Tukar Botol Plastik Dapat Emas Murni, Mau?

Reporter : Sugiono
Jumat, 13 April 2018 09:01
Tukar Botol Plastik Dapat Emas Murni, Mau?
Skema ini bakal diterapkan di Malaysia.

Dream - Sampah plastik jadi masalah besar di sejumlah negara, termasuk di Indonesia. Ini menunjukkan kesadaran masyarakat tentang kebersihan lingkungan masih sedikit.

Perilaku membuang sampah sembarangan masih banyak kita temui. Mereka tidak mempedulikan dampaknya terhadap kelestarian alam.

Tetapi, Malaysia punya cara unik sekaligus mahal untuk meningkatkan kesadaran masyarakat tentang sampah plastik. Malaysia bakal jadi negara pertama yang menerapkan bank sampah dengan imbalan emas murni.

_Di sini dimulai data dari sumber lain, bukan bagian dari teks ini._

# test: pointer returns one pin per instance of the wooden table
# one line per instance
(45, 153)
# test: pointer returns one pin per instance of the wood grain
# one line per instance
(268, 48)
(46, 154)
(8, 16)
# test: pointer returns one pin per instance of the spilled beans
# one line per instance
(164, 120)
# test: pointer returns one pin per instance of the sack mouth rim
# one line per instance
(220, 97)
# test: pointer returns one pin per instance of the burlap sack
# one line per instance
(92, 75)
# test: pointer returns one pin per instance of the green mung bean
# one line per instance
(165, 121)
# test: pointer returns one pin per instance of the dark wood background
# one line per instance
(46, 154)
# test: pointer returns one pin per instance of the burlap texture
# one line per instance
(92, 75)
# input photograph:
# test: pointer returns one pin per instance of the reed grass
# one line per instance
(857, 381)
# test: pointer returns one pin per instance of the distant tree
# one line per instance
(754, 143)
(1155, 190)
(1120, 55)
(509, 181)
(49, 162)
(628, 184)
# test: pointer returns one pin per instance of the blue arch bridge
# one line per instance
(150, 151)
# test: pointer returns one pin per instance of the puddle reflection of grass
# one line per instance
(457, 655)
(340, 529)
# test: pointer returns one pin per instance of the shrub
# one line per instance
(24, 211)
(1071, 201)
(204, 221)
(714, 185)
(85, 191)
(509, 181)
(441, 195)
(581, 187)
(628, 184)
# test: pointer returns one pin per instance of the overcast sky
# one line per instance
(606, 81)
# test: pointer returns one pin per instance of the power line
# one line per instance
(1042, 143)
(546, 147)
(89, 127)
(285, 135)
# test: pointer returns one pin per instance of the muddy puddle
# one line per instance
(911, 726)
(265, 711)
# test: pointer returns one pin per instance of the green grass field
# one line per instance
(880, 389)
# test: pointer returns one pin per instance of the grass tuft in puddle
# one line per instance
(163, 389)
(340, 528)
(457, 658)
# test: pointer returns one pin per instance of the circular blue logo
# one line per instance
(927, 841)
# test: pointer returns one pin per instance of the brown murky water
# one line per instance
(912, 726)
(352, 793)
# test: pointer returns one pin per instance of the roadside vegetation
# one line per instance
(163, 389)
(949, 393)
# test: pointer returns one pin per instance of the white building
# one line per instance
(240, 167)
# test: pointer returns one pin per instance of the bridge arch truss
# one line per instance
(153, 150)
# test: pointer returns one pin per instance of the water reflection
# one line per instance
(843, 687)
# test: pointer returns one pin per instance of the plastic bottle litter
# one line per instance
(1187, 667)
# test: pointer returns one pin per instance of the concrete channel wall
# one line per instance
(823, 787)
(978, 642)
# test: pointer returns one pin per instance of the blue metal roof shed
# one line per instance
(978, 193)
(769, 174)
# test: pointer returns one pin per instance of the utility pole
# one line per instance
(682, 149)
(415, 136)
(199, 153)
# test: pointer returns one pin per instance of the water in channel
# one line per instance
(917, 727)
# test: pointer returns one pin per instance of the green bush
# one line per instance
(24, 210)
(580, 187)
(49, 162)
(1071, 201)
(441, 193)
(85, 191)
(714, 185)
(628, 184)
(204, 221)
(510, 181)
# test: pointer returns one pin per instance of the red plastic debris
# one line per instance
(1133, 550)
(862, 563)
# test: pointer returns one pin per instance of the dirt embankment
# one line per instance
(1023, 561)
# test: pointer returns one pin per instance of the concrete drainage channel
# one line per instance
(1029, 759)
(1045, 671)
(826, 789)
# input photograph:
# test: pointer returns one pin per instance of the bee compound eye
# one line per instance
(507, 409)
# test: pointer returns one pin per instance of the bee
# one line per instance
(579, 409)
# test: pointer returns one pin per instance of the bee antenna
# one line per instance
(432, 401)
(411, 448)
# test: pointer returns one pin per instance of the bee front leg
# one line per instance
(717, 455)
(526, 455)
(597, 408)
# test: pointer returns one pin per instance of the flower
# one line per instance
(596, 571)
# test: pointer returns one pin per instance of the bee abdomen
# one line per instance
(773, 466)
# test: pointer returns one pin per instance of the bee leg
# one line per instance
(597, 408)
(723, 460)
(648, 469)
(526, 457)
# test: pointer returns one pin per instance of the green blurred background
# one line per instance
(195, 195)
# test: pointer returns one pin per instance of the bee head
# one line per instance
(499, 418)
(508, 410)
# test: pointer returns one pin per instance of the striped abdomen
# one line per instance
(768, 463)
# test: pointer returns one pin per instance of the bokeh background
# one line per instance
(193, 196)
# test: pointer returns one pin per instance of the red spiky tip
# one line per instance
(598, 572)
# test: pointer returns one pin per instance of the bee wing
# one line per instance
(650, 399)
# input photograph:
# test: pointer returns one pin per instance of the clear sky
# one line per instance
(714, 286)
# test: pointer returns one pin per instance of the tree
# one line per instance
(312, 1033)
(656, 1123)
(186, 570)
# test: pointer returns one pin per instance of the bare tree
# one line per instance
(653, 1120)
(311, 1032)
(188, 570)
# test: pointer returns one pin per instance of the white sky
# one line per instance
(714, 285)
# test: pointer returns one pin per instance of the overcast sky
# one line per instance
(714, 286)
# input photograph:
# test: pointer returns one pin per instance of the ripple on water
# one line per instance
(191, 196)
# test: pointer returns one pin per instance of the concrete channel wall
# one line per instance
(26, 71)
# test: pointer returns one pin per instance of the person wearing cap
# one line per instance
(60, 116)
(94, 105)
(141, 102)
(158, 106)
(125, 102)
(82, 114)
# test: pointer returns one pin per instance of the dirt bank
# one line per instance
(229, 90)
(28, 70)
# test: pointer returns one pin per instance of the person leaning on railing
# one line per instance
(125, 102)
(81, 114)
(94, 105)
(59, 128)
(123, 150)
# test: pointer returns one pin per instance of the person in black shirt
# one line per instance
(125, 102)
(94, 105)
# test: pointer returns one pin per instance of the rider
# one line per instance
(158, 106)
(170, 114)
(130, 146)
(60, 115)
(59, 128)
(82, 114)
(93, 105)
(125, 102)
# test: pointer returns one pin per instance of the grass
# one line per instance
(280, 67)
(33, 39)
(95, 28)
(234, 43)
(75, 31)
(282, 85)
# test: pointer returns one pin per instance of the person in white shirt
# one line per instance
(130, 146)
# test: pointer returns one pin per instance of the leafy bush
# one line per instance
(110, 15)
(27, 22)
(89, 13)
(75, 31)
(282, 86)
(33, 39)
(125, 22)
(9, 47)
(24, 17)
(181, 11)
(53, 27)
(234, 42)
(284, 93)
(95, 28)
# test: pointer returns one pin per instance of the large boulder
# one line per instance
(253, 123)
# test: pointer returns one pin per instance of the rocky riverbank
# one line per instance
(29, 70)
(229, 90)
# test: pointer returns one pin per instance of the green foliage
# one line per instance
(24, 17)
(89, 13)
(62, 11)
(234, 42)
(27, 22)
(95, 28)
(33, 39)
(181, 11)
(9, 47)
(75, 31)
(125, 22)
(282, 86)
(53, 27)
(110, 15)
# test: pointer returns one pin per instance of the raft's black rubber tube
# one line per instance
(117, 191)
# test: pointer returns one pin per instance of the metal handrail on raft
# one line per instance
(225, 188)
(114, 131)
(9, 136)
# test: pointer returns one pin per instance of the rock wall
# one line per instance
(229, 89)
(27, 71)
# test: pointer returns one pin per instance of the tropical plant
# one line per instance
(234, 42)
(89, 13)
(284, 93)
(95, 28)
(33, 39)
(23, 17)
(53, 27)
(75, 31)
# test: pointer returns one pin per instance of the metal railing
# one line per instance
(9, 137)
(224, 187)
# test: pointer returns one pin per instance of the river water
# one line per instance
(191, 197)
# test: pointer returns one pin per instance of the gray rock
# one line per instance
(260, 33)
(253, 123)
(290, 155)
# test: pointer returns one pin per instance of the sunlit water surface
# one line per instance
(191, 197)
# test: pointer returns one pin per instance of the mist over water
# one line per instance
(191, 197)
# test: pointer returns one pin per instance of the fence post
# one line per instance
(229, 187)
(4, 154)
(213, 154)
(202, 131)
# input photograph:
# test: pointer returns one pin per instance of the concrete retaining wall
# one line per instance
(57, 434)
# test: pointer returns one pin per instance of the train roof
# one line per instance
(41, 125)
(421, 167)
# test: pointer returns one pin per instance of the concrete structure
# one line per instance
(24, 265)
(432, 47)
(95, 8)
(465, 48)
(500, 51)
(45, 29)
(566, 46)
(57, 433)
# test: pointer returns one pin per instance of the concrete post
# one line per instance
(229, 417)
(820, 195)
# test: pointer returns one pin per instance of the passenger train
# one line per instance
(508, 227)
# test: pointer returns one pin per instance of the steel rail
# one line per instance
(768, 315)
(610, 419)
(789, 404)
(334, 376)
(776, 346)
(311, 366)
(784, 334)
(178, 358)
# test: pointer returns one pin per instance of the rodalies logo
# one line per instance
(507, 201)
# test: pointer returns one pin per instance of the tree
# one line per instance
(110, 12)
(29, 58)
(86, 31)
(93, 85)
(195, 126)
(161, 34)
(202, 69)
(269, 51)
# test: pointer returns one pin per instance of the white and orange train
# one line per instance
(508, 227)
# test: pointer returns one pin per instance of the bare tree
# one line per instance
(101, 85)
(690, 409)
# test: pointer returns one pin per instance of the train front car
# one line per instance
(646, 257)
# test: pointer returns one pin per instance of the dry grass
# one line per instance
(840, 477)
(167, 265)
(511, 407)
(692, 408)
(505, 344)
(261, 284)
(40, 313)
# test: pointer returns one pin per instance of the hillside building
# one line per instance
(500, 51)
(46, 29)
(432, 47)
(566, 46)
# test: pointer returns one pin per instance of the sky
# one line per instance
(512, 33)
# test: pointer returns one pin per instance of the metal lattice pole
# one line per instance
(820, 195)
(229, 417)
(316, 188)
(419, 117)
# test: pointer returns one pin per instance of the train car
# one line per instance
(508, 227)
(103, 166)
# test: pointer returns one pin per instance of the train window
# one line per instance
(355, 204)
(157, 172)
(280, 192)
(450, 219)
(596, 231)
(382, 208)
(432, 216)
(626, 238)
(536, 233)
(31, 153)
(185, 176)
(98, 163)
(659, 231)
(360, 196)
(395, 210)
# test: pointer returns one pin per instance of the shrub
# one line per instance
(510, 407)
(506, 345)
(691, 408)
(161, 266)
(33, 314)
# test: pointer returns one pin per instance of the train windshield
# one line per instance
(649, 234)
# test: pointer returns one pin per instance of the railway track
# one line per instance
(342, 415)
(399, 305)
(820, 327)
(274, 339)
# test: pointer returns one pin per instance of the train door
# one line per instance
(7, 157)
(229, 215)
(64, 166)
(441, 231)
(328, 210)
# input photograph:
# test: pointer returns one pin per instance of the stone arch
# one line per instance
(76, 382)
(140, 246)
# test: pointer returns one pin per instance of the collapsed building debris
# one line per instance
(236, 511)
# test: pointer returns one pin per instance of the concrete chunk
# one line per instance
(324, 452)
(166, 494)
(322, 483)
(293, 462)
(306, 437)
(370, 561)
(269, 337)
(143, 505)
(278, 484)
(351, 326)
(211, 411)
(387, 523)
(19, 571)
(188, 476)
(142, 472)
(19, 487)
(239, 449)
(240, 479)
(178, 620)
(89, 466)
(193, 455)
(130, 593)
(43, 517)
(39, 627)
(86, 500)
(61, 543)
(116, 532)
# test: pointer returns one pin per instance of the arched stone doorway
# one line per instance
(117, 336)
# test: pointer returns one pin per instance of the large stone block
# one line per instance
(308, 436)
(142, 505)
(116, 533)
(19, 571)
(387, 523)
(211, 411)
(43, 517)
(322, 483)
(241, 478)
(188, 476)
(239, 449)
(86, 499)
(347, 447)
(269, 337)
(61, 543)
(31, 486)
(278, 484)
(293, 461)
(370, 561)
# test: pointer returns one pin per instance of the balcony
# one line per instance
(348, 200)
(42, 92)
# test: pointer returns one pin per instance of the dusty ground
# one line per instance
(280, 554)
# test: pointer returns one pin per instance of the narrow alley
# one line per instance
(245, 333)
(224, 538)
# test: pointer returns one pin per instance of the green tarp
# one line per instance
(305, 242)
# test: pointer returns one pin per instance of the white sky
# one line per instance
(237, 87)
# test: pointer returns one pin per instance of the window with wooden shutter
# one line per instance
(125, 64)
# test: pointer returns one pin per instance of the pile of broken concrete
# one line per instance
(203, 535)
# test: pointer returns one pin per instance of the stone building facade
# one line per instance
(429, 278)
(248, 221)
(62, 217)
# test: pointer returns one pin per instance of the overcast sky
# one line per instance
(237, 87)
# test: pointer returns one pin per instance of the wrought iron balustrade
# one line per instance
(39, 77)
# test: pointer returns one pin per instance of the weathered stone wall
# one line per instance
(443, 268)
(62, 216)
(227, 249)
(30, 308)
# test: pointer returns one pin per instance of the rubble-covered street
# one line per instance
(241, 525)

Diketahui sebuah perusahaan teknologi finansial (fintech) di negeri jiran itu, HelloGold menerapkan skema daur ulang botol plastik dan kaleng aluminium. Untuk setiap daur ulang, perusahaan menawarkan investasi 0,00059 gram emas.

Dalam menjalankan skema daur ulang unik ini, perusahaan mengandeng perusahaan pembuat mesin penjual otomatis Malaysia, KLEAN.

Menurut Digital News Asia, siapa pun berkesempatan mendapatkan emas murni ini. Caranya dengan mengunduh aplikasi HelloGold dari Google Play Store atau Apple Store.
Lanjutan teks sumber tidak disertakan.